The Specialty Coffee Association states that the ideal brewing temperature ranges between 195 to 205, which should result in a shot that is around 160-165 degrees in the cup. Your drink should be hot to the touch, but it shouldn’t scald you. For Heat Exchangers, you’ll want to perform a cooling flush if the machine has been on but not brewing for some time. You can do this by running brew water out of the group head for a few seconds to remove any overheated water from the system. Other prosumer equipment, especially those with PIDs or Dual Boilers, should have stable temperatures as long as the machine has fully heated up. Be sure to leave the portafilter locked in while the machines heats to make sure no heat is lost while brewing. Remember to pre-heat your cups with steam or hot water before pulling your shot to maintain a hot cup of java.
The big choice. There’s a multitude of features and finishing touches to any given machine, but the simplest way to approach deciding which machine to purchase is to first consider the boiler type. You’ll find single boilers, heat exchangers, and dual boilers.
Single Boiler Dual-Use
- Single Boiler Dual-Use espresso machines are the most basic semi-automatic models. These machines have a single boiler that is used for both brewing espresso and steaming milk. The small size and low cost provide an easy entry into home brewing. There are also higher end machines with single boilers that are equipped with PID temperature controllers. These machines are often purchased by people who are more interested in precise control over the temperature of their and may not be concerned about milk steaming.

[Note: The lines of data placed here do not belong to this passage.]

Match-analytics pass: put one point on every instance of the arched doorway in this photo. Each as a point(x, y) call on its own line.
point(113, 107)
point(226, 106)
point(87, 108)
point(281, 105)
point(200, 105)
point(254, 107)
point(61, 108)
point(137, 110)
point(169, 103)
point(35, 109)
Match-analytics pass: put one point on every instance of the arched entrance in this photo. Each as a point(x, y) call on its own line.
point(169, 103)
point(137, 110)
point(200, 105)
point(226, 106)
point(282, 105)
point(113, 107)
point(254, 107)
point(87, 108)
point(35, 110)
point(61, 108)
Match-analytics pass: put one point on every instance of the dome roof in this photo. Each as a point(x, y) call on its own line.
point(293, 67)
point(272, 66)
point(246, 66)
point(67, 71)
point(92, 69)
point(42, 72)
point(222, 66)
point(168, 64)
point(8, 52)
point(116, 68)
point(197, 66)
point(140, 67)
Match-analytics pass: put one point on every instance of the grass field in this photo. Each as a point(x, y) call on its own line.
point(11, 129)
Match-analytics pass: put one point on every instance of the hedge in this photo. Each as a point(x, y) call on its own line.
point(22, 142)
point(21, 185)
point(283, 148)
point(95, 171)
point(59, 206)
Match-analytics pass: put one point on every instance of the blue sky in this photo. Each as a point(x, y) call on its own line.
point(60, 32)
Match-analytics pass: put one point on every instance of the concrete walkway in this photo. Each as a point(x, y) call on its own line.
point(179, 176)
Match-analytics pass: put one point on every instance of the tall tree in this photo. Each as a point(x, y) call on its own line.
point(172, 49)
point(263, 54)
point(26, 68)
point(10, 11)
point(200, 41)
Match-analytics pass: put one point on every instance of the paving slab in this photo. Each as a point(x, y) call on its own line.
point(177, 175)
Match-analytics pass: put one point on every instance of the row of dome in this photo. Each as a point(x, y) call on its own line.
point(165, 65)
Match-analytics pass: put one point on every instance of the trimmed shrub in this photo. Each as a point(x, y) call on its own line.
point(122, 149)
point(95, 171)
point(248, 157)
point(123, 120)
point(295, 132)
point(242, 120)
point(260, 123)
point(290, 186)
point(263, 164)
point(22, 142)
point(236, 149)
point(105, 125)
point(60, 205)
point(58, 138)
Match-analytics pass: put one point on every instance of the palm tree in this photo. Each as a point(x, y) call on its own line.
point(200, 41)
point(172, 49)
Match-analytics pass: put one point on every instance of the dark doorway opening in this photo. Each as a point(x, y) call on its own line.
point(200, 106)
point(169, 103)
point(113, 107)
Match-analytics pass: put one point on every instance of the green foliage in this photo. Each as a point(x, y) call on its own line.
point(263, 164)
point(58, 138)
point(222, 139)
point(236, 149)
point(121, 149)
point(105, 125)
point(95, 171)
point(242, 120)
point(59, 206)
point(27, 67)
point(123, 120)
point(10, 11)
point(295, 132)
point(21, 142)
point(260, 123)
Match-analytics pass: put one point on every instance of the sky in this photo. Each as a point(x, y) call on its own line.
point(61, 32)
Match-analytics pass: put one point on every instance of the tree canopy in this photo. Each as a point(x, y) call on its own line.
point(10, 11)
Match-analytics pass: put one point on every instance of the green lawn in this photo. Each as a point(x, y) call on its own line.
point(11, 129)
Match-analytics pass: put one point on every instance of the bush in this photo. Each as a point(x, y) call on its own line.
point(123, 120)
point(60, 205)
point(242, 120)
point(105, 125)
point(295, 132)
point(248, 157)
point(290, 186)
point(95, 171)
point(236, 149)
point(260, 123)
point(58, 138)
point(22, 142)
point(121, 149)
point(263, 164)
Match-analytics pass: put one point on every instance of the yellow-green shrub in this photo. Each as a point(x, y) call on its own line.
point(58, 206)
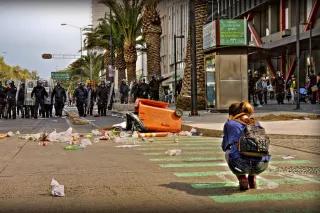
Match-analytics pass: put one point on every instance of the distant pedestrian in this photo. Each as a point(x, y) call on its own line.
point(11, 100)
point(39, 93)
point(59, 97)
point(154, 88)
point(91, 99)
point(143, 89)
point(124, 92)
point(3, 100)
point(20, 100)
point(102, 98)
point(259, 90)
point(280, 88)
point(81, 94)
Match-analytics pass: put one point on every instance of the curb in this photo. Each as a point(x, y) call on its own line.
point(219, 133)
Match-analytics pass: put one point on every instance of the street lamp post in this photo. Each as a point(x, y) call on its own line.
point(175, 63)
point(298, 52)
point(81, 29)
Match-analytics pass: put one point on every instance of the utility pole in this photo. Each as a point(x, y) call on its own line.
point(298, 51)
point(192, 27)
point(111, 48)
point(175, 63)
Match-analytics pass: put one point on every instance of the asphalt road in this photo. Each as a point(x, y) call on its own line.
point(105, 178)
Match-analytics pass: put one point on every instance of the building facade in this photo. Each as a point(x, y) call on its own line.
point(272, 27)
point(174, 15)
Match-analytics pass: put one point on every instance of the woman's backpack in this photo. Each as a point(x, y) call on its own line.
point(254, 142)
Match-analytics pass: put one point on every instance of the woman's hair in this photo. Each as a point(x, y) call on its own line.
point(246, 107)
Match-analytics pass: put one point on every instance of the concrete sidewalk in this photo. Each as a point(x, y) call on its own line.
point(207, 121)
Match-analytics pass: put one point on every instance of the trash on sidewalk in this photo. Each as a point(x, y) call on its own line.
point(84, 142)
point(153, 134)
point(128, 146)
point(173, 152)
point(287, 157)
point(3, 135)
point(10, 134)
point(96, 132)
point(57, 190)
point(185, 133)
point(31, 137)
point(122, 125)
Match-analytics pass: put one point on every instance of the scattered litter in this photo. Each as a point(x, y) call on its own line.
point(10, 134)
point(85, 142)
point(72, 147)
point(31, 137)
point(185, 133)
point(96, 132)
point(57, 190)
point(287, 157)
point(122, 125)
point(173, 152)
point(153, 134)
point(3, 135)
point(127, 146)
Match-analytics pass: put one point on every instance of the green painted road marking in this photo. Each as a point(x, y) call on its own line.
point(183, 144)
point(237, 198)
point(202, 174)
point(199, 153)
point(210, 164)
point(290, 161)
point(177, 147)
point(188, 165)
point(183, 158)
point(260, 182)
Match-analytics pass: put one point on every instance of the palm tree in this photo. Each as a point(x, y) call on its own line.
point(152, 32)
point(127, 16)
point(184, 100)
point(83, 66)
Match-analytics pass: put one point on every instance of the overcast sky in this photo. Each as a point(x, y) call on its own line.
point(32, 27)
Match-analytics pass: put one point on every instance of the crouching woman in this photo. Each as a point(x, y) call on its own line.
point(244, 167)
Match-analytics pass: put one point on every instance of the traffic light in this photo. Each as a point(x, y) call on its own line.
point(46, 56)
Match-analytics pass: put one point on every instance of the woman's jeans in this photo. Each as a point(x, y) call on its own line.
point(243, 166)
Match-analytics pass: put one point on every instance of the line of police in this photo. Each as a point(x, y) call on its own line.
point(13, 101)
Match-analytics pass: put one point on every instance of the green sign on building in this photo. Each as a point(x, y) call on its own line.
point(233, 32)
point(60, 75)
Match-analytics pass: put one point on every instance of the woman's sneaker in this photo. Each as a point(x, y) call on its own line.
point(252, 181)
point(243, 182)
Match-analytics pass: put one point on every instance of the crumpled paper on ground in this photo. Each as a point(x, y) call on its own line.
point(173, 152)
point(57, 190)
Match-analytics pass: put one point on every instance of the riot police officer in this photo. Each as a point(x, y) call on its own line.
point(20, 100)
point(81, 95)
point(39, 92)
point(11, 100)
point(102, 98)
point(91, 99)
point(3, 100)
point(59, 93)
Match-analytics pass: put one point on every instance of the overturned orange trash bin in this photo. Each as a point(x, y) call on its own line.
point(155, 116)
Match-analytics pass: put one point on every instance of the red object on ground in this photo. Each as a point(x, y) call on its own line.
point(156, 116)
point(153, 134)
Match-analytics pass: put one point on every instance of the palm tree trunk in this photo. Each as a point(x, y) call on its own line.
point(106, 62)
point(130, 57)
point(120, 64)
point(184, 100)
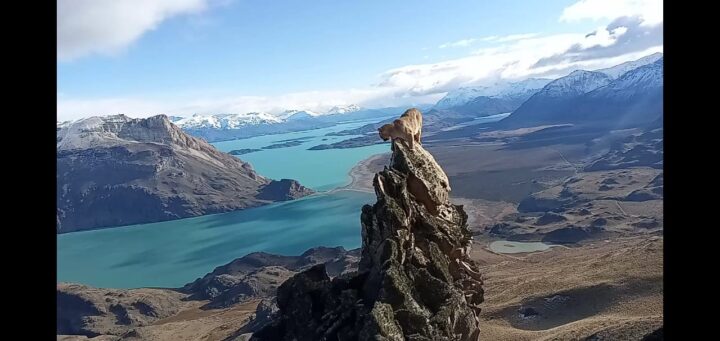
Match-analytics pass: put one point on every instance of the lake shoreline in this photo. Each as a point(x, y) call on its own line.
point(362, 174)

- These espresso machines are some of the most commonly found machines in the Prosumer category. Designed with boilers that feature heat exchange technology they can brew and steam simultaneously by maintaining a constant supply of both steam and brew water. The basic concept is the brew water is in a small tube that is supplied with fresh water each time you hit the brew button or ever to brew. That tube goes into the boiler and the large mass of boiling water surrounding the tube heats the water as it passes through. Heat exchange machines are a great choice for developing brewing techniques. They offer better temperature stability, higher capacity, and professional grade components. Learning how to brew at consistent temperatures can be learned but is not what these machines are generally well known for, particularly when compared to a double boiler machine.
- Dual Boiler espresso machines are built with two boilers instead of one. Each boiler has its own dedicated application (brewing or steaming respectively) and in most cases the steam boiler can be switched off when not needed. Dual Boiler machines feature many of the same benefits and design features present in Heat Exchange models such as high capacity, water line adaptability, rotary pumps, E61 Groups, and the ability to brew and steam simultaneously. They are typically found on the most powerful machines available.